NAPA -- The labels have followed Trent Brown, whether fair or not, ever since he entered the NFL as a seventh-round draft pick of the 49ers in 2015.
The 6-foot-8, 360-pound tackle has all the athletic tools. He has long arms, a long first step and enough power to tow your car to the nearest gas station if needed. But during his time in San Francisco, questions around his work ethic, commitment and weight management circulated, eventually culminating with the 49ers trading Brown to the New England Patriots prior to the 2018 season.
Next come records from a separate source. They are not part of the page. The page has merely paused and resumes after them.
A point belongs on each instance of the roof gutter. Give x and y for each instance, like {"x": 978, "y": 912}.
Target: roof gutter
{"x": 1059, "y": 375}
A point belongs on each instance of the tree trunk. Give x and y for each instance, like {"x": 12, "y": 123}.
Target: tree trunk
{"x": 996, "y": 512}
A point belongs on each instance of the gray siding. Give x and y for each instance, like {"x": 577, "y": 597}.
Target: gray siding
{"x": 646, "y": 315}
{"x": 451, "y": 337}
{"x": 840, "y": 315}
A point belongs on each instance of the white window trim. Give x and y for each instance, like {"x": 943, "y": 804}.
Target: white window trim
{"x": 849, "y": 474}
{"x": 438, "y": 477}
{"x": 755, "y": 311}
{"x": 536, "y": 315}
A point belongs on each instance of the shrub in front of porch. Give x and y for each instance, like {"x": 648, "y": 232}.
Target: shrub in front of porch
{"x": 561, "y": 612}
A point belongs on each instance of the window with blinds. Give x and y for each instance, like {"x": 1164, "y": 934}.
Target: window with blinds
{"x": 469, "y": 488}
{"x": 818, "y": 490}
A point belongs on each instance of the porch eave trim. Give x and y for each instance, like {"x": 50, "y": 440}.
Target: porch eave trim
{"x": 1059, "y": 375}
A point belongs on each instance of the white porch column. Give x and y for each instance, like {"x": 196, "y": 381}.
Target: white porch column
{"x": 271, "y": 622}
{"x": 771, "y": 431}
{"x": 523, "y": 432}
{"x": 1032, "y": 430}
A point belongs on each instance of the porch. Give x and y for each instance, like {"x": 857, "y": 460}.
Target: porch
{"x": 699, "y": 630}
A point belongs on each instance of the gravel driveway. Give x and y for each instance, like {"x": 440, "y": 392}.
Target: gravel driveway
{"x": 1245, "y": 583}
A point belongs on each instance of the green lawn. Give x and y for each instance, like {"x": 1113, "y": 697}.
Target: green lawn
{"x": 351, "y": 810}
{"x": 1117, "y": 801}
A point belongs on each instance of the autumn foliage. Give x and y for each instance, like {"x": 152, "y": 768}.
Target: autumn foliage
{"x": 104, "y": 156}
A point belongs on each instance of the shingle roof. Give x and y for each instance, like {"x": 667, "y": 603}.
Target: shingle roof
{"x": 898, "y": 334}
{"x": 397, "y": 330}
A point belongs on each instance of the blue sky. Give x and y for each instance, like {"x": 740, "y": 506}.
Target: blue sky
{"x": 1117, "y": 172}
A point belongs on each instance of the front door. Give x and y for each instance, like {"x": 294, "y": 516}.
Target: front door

In New England, under the watchful eye of Bill Belichick, Brown protected Tom Brady's blindside like a man possessed, especially in the postseason where he was the highest-graded offensive tackle, per Pro Football Focus. Brown was an integral part of the Patriots' Super Bowl run last year, and his work keeping Brady upright led the Raiders to make him the highest-paid offensive lineman in history this offseason when they signed the 26-year-old to a four-year, $66 million deal to protect quarterback Derek Carr.
When the Raiders chose to make Brown the highest-paid offensive lineman in history, many scrutinized the decision, pointing to the questions surrounding Brown's work ethic and commitment early in his career.
But if you think Brown will be lacking motivation now that his bank account has a few more zeroes, the tackle has a message for you: Think again.
"I want more," Brown said Sunday after the Raiders' second training camp practice. "People feel like I would just get the money and become lazy. No, I want another huge contract. I want more rings. You know what I mean? I want more of everything. I'm thirsty for it."
Heading to the Patriots to protect Brady with issues surrounding your work ethic is no easy task, but Brown was a rock for the Patriots a season ago, including a postseason in which he didn't allow a sack. Overall last season, Brown allowed just three sacks and 39 total pressures in 744 pass-blocking snaps.
Brown entered Patriot Place with a number of question marks, but left as a champion and now is trying to help the Raiders build a similar culture to the one he thrived in.
"We trying to get the culture to match theirs and possibly take it to another level," Brown said. "I mean, you can just feel it -- the energy. They expect greatness, and you got to do great things and that's why they are in the Super Bowl every year."
While Brown played left tackle last season in New England, he will play right tackle in Oakland with the Raiders electing to keep second-year tackle Kolton Miller on the left side where he is more comfortable. You might think the highest-paid offensive lineman would want to stick in the role he owned in a season ago, but now a Super Bowl champion, Brown is set to do whatever he can to help a Raiders offensive line that struggled mightily last season.
"Tackle is tackle," Brown said. "They got great rushers on both sides. I can just give (Miller) the best knowledge that I have and share it with all the guys and hopefully we can get the whole group to do better. I'm not trying to harbor any information. I'm trying to share it with everybody so we can win that's the sole focus. The main goal."
From being a seventh-round draft pick -- discarded and counted out due to possibly fictional concerns -- Brown views his story as one of the great underdog tales, one that isn't done being crafted.
"I feel like I've been put on the backburner my whole life," Brown said. "Just from being a seventh-round draft pick to now, and even through the process people trying to be in my life -- this is my shirt right here, TB77 the greatest underdog. It explains itself. Seventh-round draft pick to highest-paid offensive lineman, it's just a testament to the work, the way I go about my everyday life, how I treat people. I sow good seeds and I'm reaping the harvest with my everyday work."
After allowing 52 sacks a season ago, Brown hopes to anchor a nastier, tougher Raiders offensive line this season, alongside Gabe Jackson, Rodney Hudson, Richie Incognito and Miller. That group's ability to gel will be a big factor in the success of their season, and a hungry Brown only can bode well for the Silver and Black's chances in 2019.
Last season, Brown arrived in Foxboro as an unknown commodity who some doubted could stick in the Patriot Way. Instead, he thrived, winning a title, earning a lucrative contract and learning what it takes to make it to the top.
Now, he's looking to replicate that success in silver and black, with a few notable changes to his situation.
"Coach Gruden is alive," Brown said with a chuckle when asked to compare his two most recent head coaches. "Belichick is ... well, Belichick."